Jul 15, 2014

Gaylor Lakes in Yosemite

The Gaylor Lakes trail starts at 9,950 ft elevation just past the Tioga Pass entrance, then it's another 600 ft elevation gain to the basin. We followed the stream to the upper lake, then went further up to Gaylor Peak and explored the old silver mining ruins. 

Starting out in Dana Meadows

Going up

Looking down on Dana Meadows

Middle lake

Upper and Middle Gaylor lakes

Pretty flowers and lichen way up in there in the cold thin air

Heading back down. 

We all know the water cycle. It's one thing to just learn and know this, but to actually see the entire process in action has given us a whole new level of understanding and fascination. Hiking to the top of a snow covered mountain, seeing the path that the melting snow takes as it drains into a lake, and following the stream further down into other lakes, rivers and waterfalls, is a lot more exciting than a textbook illustration.

This journey has been one giant field trip for us! We're learning so much about human and natural history everyday, that we've taken to calling our expenses tuition.

Glacial erratics in Tuolumne Meadows

Granite cliffs at Olmsted Point. Activist and conservationist Frederick Law Olmsted designed Central Park in NYC, and is considered to be the father of American landscape architecture.

We took one last drive to Yosemite Valley, explored a few short trails and hiked up to see Vernal Falls.
(UP as in 1.6 miles uphill the whole way!)

We didn't see any forest spirits, but we did see a big brown bear when we reached end of this walkway! 

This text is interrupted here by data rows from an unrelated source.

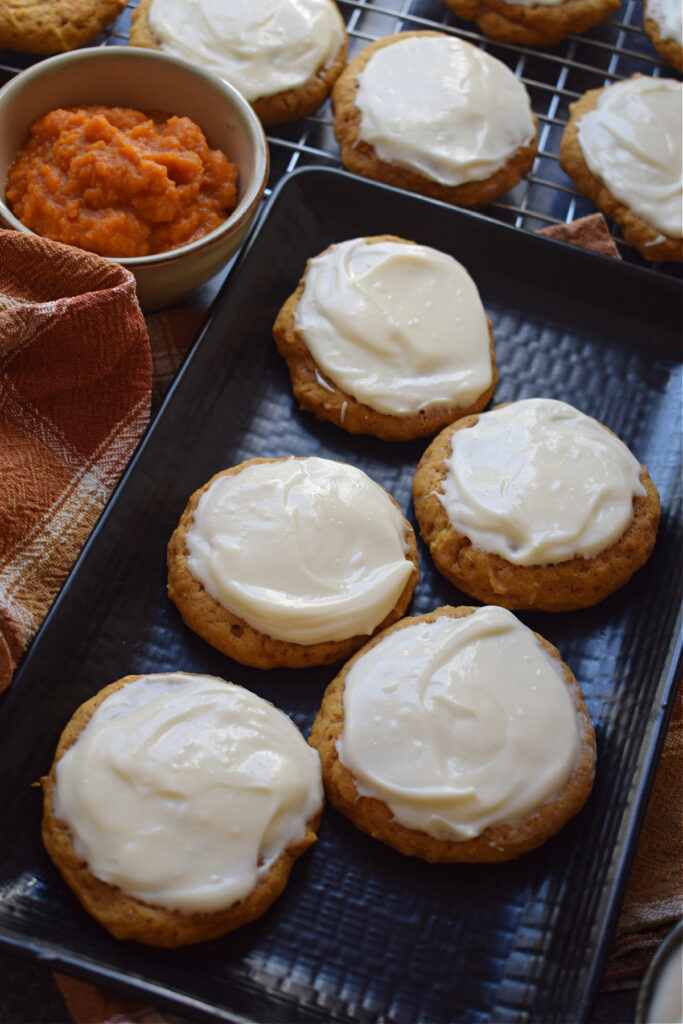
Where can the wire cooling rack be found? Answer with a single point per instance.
(554, 78)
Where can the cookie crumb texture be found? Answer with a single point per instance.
(315, 392)
(127, 916)
(53, 26)
(565, 586)
(361, 158)
(228, 632)
(649, 241)
(537, 25)
(274, 108)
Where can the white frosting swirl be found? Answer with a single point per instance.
(442, 108)
(668, 15)
(398, 327)
(304, 550)
(184, 790)
(259, 46)
(459, 724)
(539, 482)
(632, 141)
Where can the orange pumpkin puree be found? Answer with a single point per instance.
(120, 182)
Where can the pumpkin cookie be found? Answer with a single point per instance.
(663, 20)
(459, 735)
(284, 56)
(432, 114)
(176, 806)
(622, 147)
(535, 505)
(291, 561)
(386, 337)
(53, 26)
(534, 23)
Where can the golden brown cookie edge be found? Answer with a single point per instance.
(578, 583)
(229, 633)
(496, 844)
(359, 158)
(637, 231)
(127, 916)
(316, 393)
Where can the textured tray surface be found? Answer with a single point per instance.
(361, 933)
(554, 77)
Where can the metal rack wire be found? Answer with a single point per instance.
(554, 78)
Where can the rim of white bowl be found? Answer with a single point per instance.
(246, 204)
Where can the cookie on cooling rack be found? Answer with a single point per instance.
(176, 806)
(622, 147)
(459, 735)
(283, 55)
(386, 337)
(434, 115)
(53, 26)
(535, 505)
(291, 562)
(663, 20)
(537, 23)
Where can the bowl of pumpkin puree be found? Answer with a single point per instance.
(140, 157)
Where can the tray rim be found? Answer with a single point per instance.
(671, 672)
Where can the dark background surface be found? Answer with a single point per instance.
(361, 933)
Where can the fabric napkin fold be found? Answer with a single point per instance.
(75, 394)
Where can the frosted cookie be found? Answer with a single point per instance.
(283, 55)
(535, 505)
(434, 115)
(291, 561)
(623, 150)
(534, 23)
(386, 337)
(53, 26)
(460, 735)
(663, 20)
(176, 806)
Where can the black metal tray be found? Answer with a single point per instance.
(361, 933)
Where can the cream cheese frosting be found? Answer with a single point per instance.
(536, 3)
(399, 327)
(539, 482)
(442, 108)
(668, 15)
(632, 141)
(304, 550)
(259, 46)
(184, 790)
(459, 723)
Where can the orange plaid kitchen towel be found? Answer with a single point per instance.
(75, 390)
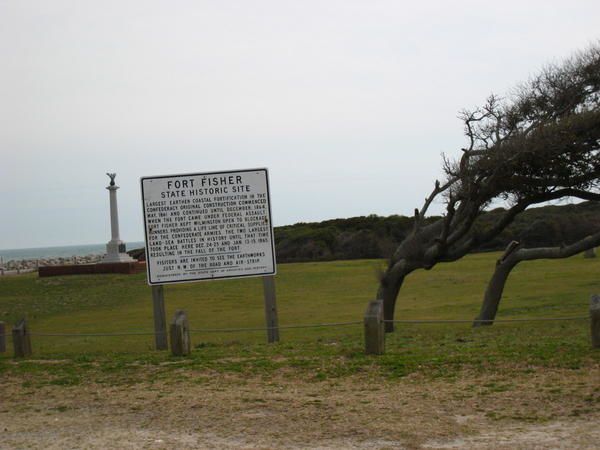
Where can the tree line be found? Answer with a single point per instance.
(377, 237)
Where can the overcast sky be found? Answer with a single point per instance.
(349, 104)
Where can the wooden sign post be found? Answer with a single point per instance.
(160, 318)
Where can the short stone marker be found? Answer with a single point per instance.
(2, 337)
(595, 320)
(374, 329)
(21, 339)
(180, 334)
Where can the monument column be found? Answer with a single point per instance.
(115, 249)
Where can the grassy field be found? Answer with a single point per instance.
(509, 386)
(311, 293)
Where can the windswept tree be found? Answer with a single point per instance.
(541, 143)
(513, 255)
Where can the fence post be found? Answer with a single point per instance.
(160, 317)
(2, 337)
(595, 320)
(271, 309)
(374, 329)
(21, 339)
(180, 334)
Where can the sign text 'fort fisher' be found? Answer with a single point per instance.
(205, 226)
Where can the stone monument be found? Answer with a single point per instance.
(115, 249)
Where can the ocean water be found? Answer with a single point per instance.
(58, 252)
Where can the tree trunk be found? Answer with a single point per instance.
(513, 255)
(388, 292)
(493, 293)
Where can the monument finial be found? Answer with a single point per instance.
(112, 178)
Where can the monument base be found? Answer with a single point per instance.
(115, 252)
(126, 268)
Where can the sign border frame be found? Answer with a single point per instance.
(271, 227)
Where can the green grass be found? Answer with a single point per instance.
(306, 293)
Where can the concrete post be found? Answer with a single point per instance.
(271, 317)
(21, 339)
(2, 337)
(180, 335)
(374, 329)
(595, 320)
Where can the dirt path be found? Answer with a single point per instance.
(554, 409)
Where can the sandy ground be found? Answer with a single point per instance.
(553, 409)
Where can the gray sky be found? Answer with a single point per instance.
(348, 103)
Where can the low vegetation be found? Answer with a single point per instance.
(308, 293)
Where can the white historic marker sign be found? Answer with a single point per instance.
(206, 226)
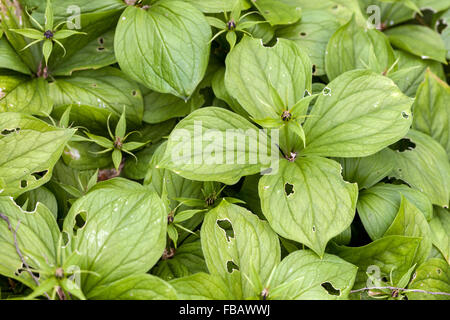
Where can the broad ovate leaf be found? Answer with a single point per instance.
(432, 110)
(379, 205)
(358, 114)
(214, 144)
(432, 276)
(95, 94)
(188, 260)
(202, 286)
(30, 97)
(239, 248)
(312, 34)
(302, 275)
(123, 234)
(98, 53)
(440, 231)
(37, 235)
(30, 149)
(165, 47)
(138, 287)
(389, 255)
(308, 201)
(412, 223)
(367, 171)
(252, 69)
(418, 40)
(354, 47)
(278, 11)
(9, 59)
(159, 107)
(214, 6)
(424, 166)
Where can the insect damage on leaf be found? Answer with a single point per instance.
(231, 150)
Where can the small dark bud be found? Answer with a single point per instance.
(48, 34)
(291, 156)
(231, 25)
(286, 116)
(59, 273)
(118, 143)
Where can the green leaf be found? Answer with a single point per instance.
(412, 223)
(94, 95)
(49, 15)
(411, 72)
(121, 127)
(30, 97)
(312, 34)
(159, 179)
(40, 195)
(214, 6)
(302, 275)
(368, 171)
(231, 235)
(138, 287)
(432, 276)
(358, 114)
(96, 54)
(432, 110)
(9, 59)
(47, 48)
(389, 254)
(159, 107)
(101, 141)
(418, 40)
(15, 19)
(188, 259)
(221, 92)
(151, 47)
(354, 47)
(379, 205)
(63, 34)
(30, 149)
(117, 158)
(203, 147)
(30, 33)
(296, 201)
(202, 286)
(279, 11)
(251, 68)
(424, 167)
(85, 156)
(124, 233)
(37, 236)
(440, 231)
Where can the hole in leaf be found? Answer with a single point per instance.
(231, 266)
(330, 289)
(80, 221)
(23, 184)
(65, 238)
(288, 189)
(403, 145)
(226, 226)
(5, 132)
(39, 175)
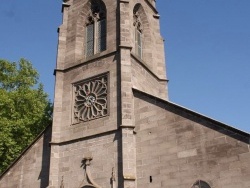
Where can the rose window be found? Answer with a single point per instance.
(91, 99)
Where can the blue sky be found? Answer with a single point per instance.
(207, 44)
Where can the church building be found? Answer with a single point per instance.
(113, 124)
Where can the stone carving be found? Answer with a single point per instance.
(97, 12)
(91, 99)
(87, 180)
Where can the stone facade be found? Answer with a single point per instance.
(113, 125)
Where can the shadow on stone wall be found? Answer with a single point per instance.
(44, 174)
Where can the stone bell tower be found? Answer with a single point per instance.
(105, 49)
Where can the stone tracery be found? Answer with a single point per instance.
(91, 99)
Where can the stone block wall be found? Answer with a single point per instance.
(31, 169)
(176, 147)
(144, 80)
(103, 149)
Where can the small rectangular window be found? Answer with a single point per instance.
(90, 40)
(138, 48)
(101, 35)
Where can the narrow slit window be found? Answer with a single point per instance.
(90, 40)
(96, 31)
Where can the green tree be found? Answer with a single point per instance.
(25, 109)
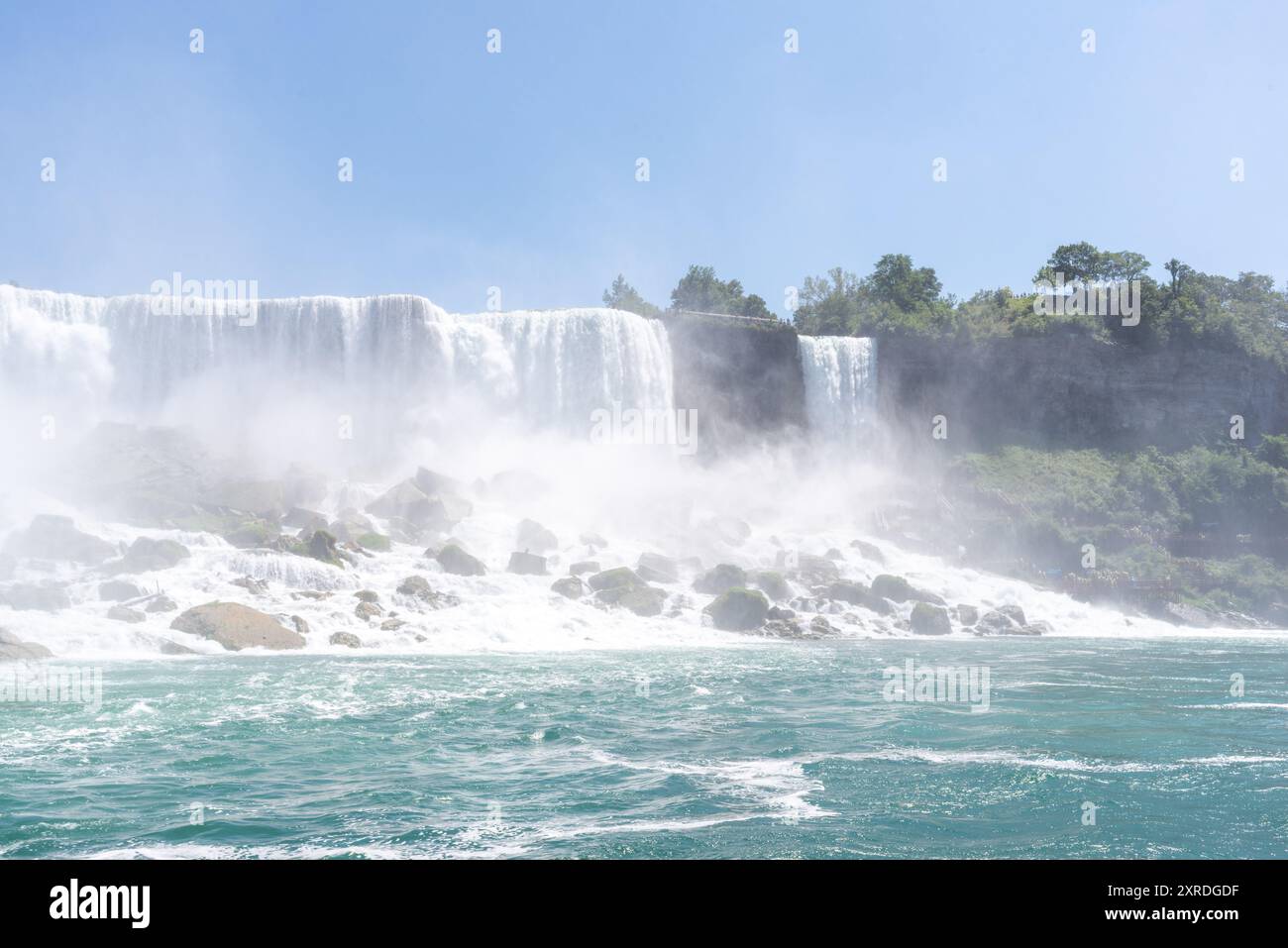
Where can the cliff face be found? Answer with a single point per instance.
(1077, 393)
(745, 380)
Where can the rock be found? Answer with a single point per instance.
(237, 626)
(900, 590)
(720, 579)
(25, 596)
(772, 583)
(161, 603)
(653, 567)
(930, 620)
(1185, 614)
(321, 546)
(123, 613)
(568, 586)
(14, 649)
(55, 537)
(613, 579)
(738, 609)
(533, 536)
(147, 556)
(377, 543)
(252, 584)
(527, 565)
(868, 550)
(643, 600)
(253, 533)
(455, 561)
(820, 626)
(119, 591)
(417, 587)
(301, 519)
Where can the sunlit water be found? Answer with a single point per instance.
(759, 750)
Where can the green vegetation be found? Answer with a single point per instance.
(1202, 519)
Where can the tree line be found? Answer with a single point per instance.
(1244, 313)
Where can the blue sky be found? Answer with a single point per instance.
(518, 168)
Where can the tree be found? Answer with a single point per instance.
(622, 295)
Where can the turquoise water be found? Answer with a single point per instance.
(785, 750)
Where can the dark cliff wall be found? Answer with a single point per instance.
(743, 378)
(1073, 391)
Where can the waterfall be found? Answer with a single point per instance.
(381, 357)
(840, 386)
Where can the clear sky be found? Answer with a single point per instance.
(518, 168)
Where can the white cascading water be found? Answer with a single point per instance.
(840, 386)
(381, 355)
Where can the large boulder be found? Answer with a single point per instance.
(14, 649)
(236, 626)
(455, 561)
(655, 567)
(568, 586)
(643, 600)
(532, 537)
(26, 596)
(930, 620)
(900, 590)
(614, 579)
(147, 556)
(738, 609)
(719, 579)
(527, 565)
(55, 537)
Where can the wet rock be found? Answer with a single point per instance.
(56, 537)
(653, 567)
(568, 586)
(870, 552)
(161, 603)
(25, 596)
(721, 578)
(900, 590)
(535, 537)
(14, 649)
(123, 613)
(927, 618)
(643, 600)
(147, 556)
(237, 626)
(527, 565)
(613, 579)
(119, 591)
(772, 583)
(738, 609)
(455, 561)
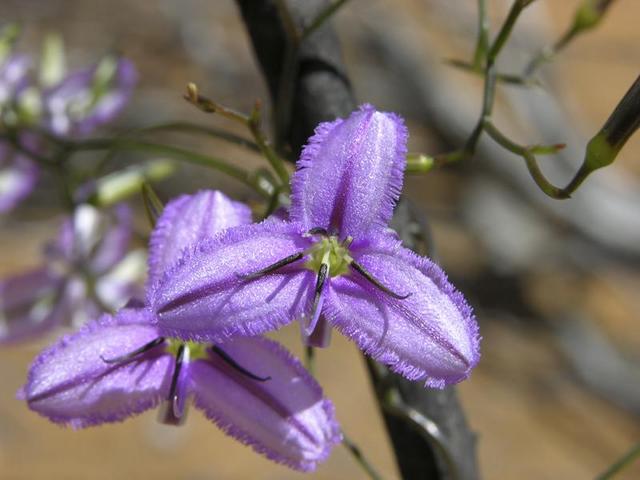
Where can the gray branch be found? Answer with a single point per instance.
(428, 429)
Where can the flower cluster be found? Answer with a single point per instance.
(121, 365)
(216, 282)
(61, 105)
(334, 263)
(87, 270)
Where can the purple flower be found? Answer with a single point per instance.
(334, 264)
(89, 98)
(88, 270)
(120, 366)
(13, 77)
(18, 174)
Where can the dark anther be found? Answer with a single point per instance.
(318, 231)
(322, 277)
(174, 395)
(360, 269)
(235, 365)
(272, 268)
(139, 351)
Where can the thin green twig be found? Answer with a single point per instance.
(186, 127)
(252, 122)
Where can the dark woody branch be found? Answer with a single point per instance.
(428, 430)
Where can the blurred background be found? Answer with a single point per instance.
(554, 283)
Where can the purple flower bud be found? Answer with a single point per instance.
(88, 99)
(335, 262)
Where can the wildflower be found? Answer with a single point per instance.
(121, 365)
(76, 105)
(335, 263)
(88, 270)
(18, 174)
(89, 98)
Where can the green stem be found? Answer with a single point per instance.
(482, 42)
(507, 27)
(252, 122)
(186, 127)
(126, 144)
(359, 457)
(622, 463)
(530, 161)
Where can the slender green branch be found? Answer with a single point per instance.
(507, 27)
(153, 206)
(359, 457)
(252, 122)
(626, 460)
(588, 15)
(185, 127)
(507, 78)
(529, 158)
(482, 42)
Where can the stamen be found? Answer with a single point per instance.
(322, 277)
(317, 297)
(235, 365)
(272, 268)
(174, 394)
(361, 270)
(139, 351)
(318, 231)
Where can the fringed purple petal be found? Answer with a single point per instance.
(350, 173)
(114, 239)
(286, 418)
(29, 305)
(430, 335)
(207, 297)
(71, 109)
(18, 176)
(71, 384)
(190, 219)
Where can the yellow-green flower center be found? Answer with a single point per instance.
(332, 252)
(196, 350)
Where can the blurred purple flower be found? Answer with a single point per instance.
(87, 271)
(13, 77)
(89, 98)
(335, 263)
(18, 173)
(120, 366)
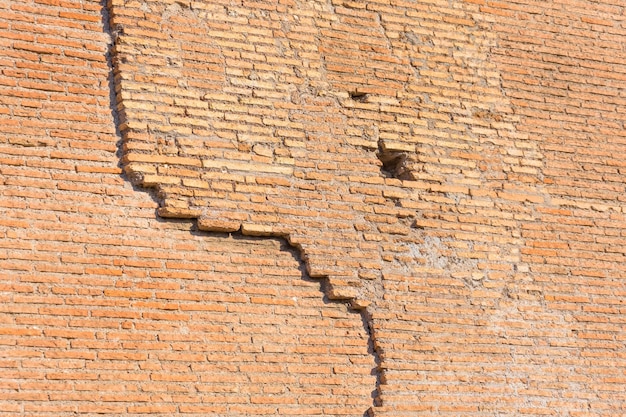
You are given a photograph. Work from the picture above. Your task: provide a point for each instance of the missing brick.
(395, 163)
(358, 96)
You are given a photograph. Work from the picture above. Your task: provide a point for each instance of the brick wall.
(312, 207)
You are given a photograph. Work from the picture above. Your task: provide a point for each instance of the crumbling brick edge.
(213, 225)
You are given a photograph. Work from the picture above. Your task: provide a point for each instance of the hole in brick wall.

We crossed paths with him, maybe 25 feet apart. He glanced up at us, and continued on his way, unimpressed. I wasn't expecting a bear in that spot because there were so many people and cars around, but Yogi Bear is based on the truth, in that bears just want to steal your sandwiches. We heard they break into mini-vans more often than other vehicles - think little kids and cheerios on the floor.

 More Mather

On our drive back towards home, we stopped again at Olmsted Point to watch the full moonrise from behind the mountains. I've never seen a brighter night. The whole place lit up with the moonlight glinting off the white granite cliffs.